With a choice of financial solutions available to those that want to borrow money it is important to consider what your best option is before you make a financial commitment such as a loan. For people living with friends, family, or in rented accommodation the choice are more limited, as only unsecured finance is available. This means that as a non-homeowner you would only be able to get an unsecured loan, which means reduced borrowing power, shorter repayment periods, and the need to have good credit.

Those who do own their own homes can enjoy far more flexibility and financial leverage when it comes to borrowing money, and this is because of the availability of secured loans, which are loans that are secured against the equity in the home. If you have a good credit rating, then you will find that you are eligible for both secured and unsecured loans, which means that you can choose to take out a loan based on contract if you wish, or if you prefer you can use your home in order to get an affordable loan. If you are a homeowner with bad credit then you will most likely be unable to get an unsecured loan, but you have a good chance of getting a secured loan if you use the equity in your home to raise the finance that you need.

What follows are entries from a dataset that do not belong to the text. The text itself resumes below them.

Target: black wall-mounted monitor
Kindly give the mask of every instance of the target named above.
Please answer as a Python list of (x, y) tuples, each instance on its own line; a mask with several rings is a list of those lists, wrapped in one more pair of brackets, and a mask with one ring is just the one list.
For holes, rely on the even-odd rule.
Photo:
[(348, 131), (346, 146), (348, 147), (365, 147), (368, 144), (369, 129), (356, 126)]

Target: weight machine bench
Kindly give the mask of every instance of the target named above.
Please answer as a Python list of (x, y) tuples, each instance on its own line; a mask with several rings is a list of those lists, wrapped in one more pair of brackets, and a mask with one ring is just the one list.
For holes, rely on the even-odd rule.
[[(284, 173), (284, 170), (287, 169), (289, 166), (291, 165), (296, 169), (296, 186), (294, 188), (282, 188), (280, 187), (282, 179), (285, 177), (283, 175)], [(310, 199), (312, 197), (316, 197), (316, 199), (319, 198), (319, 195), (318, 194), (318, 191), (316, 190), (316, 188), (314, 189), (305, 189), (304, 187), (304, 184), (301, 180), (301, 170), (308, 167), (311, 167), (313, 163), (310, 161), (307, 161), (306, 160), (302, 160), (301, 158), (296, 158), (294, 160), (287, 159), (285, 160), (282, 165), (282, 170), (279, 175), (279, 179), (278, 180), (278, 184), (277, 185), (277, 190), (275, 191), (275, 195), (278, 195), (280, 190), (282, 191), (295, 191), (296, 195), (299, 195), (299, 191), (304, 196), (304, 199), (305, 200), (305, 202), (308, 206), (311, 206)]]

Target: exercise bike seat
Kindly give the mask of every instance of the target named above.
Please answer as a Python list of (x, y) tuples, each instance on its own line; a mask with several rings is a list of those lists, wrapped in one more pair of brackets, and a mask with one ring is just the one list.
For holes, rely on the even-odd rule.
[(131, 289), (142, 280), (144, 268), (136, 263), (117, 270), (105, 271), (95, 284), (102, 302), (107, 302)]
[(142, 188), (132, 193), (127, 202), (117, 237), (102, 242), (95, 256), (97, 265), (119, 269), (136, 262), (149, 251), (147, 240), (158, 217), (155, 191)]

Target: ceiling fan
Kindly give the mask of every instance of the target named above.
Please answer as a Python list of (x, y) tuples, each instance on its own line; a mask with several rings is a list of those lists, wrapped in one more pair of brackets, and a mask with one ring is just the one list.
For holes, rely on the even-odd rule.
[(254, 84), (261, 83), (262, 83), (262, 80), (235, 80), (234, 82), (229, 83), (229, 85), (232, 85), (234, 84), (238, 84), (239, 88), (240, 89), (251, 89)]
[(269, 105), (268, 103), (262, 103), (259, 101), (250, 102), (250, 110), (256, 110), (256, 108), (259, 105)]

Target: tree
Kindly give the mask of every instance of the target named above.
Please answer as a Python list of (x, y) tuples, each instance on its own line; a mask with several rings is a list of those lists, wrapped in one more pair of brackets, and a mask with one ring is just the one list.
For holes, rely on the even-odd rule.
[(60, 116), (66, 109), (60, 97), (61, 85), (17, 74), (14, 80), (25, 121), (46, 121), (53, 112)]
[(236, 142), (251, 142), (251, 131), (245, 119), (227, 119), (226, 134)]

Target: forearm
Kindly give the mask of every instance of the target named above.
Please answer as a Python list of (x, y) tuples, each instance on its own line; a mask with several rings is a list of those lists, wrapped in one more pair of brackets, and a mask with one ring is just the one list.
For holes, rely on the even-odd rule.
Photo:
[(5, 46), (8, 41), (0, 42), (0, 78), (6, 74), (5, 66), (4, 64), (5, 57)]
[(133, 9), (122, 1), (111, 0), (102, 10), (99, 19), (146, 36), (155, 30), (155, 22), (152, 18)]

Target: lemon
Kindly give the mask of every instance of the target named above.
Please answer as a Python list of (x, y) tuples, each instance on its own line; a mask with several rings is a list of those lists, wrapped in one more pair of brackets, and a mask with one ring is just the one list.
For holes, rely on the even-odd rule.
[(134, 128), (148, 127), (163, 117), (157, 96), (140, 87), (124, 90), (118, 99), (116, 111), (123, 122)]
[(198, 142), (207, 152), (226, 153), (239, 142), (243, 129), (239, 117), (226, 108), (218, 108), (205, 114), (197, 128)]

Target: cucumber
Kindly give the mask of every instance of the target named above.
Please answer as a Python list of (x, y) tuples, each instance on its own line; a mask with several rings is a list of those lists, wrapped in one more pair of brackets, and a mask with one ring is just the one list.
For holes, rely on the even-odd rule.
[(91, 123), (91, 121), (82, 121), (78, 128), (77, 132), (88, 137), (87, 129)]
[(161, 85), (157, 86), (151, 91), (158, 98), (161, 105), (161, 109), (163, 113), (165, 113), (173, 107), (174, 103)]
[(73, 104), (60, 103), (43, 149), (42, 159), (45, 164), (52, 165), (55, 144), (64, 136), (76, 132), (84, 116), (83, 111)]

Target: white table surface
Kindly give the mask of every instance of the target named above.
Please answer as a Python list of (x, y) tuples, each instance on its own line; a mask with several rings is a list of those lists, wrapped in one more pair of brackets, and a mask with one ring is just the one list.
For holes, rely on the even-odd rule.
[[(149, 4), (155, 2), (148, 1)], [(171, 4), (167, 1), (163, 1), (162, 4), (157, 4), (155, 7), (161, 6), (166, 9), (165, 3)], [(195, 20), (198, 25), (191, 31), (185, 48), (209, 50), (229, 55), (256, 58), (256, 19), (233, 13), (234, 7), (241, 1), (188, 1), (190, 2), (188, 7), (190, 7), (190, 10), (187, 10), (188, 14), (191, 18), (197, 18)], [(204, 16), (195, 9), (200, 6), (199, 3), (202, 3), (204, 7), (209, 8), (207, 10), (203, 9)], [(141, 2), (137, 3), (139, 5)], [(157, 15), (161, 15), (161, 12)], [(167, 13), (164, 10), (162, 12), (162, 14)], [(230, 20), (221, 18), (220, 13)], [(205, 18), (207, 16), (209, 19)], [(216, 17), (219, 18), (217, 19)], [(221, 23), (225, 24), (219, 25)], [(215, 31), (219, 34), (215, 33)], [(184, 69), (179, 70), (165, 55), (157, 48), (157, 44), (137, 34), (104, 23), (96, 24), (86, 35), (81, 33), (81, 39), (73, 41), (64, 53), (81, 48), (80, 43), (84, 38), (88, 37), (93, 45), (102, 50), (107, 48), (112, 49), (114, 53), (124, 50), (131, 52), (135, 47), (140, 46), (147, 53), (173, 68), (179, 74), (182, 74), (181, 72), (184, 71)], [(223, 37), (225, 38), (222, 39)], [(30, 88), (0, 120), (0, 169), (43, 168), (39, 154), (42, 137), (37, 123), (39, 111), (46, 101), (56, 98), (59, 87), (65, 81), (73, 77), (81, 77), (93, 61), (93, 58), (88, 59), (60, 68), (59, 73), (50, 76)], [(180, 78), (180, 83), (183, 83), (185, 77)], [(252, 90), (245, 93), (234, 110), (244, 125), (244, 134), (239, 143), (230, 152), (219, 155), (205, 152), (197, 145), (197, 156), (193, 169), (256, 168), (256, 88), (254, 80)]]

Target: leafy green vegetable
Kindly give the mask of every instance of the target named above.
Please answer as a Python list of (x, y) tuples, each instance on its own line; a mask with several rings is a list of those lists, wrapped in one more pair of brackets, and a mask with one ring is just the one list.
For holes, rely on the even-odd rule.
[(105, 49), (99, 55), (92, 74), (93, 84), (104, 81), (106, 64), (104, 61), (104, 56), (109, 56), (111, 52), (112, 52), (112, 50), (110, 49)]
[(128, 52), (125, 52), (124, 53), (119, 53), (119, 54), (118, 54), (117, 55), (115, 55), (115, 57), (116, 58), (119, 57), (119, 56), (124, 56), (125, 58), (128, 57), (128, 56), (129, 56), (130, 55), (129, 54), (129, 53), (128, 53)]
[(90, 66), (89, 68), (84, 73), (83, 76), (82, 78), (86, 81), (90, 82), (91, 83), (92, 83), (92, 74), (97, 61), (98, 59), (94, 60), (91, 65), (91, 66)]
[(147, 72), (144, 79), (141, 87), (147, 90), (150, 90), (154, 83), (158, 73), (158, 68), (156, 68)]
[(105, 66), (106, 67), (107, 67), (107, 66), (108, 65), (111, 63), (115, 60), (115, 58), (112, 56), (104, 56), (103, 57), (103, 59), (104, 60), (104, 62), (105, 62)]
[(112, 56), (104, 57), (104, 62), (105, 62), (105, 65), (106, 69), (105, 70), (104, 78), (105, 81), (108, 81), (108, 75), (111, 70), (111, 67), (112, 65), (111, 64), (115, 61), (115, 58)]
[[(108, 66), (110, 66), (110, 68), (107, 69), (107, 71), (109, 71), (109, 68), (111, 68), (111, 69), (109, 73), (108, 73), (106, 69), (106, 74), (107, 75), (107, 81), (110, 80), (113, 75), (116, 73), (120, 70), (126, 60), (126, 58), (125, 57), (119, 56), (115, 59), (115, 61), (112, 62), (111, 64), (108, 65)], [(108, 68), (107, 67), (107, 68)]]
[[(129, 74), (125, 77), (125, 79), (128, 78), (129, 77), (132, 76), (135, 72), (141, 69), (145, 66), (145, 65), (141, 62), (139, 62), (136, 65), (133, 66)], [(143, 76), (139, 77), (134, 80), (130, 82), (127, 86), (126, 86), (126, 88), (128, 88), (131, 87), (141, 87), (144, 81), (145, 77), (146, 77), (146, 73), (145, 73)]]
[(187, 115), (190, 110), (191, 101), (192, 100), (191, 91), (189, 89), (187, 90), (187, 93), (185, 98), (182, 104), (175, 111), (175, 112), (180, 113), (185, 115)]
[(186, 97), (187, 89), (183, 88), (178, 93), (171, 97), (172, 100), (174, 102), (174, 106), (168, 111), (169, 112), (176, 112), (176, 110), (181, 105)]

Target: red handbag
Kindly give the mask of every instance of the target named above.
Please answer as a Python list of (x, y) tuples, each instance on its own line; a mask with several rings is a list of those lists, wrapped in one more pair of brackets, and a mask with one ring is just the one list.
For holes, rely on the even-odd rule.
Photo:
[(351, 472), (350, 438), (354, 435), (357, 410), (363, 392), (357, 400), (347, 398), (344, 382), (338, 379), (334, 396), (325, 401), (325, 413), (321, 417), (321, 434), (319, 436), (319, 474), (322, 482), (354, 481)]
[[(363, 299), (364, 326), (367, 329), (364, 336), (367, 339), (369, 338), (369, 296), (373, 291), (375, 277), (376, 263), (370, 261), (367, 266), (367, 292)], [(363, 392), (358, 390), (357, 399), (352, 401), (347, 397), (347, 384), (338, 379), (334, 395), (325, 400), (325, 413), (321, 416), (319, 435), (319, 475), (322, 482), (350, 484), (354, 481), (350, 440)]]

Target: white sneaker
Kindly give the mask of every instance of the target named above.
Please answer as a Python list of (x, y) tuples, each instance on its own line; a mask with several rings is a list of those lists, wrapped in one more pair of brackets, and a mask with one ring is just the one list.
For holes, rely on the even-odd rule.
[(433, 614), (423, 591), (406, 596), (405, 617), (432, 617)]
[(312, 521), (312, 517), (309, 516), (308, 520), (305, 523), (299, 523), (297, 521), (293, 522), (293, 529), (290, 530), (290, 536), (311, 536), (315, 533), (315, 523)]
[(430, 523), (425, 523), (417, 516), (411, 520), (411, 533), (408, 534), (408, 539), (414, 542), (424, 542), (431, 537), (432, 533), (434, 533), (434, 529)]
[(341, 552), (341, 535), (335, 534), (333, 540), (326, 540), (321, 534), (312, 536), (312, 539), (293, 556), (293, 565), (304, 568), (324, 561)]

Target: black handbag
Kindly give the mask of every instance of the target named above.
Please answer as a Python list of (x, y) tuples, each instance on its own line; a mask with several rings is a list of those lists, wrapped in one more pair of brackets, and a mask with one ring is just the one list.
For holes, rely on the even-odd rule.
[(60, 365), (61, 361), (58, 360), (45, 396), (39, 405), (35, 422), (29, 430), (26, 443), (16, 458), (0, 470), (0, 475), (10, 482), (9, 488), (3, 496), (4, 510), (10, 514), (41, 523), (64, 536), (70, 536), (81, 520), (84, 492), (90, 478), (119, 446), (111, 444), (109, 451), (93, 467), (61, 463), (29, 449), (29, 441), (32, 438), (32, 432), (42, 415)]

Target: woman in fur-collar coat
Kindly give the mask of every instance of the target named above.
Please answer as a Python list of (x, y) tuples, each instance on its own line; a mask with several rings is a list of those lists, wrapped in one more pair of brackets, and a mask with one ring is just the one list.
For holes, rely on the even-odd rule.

Many homeowners these days decide to use the equity in their homes to get finance, and this method of raising finance has become particularly popular over recent years since property prices started to rise and equity levels went through the roof. This has given homeowners far more flexibility when it comes to getting finance, enabling them to enjoy the many benefits of using their home to get finance. This includes greater borrowing power, longer repayment periods, and competitive rates of interest.

Secured loans are available from a wide range of lenders, so homeowners will not be short of choice when it comes to finding the most suitable loan. You can enjoy some very competitive deals at present, and with interest rates coming down you could find that there are increasingly lower rates coming onto the market, which means lower repayments and lower interest charges. You can further keep the repayments on your secured loan down by making sure that you take the loan out over a longer term.

You do, of course, also need to consider the risks of using your home to get finance. This includes the risk of falling into negative equity if property values fall, leaving you owing more on your home than it is actually worth, and the risk of losing your home if you fail to keep up with repayments on your secured loan. You should make sure that you can comfortably keep up with repayments on your loan before you make any commitment to reduce the risk of falling behind with repayments.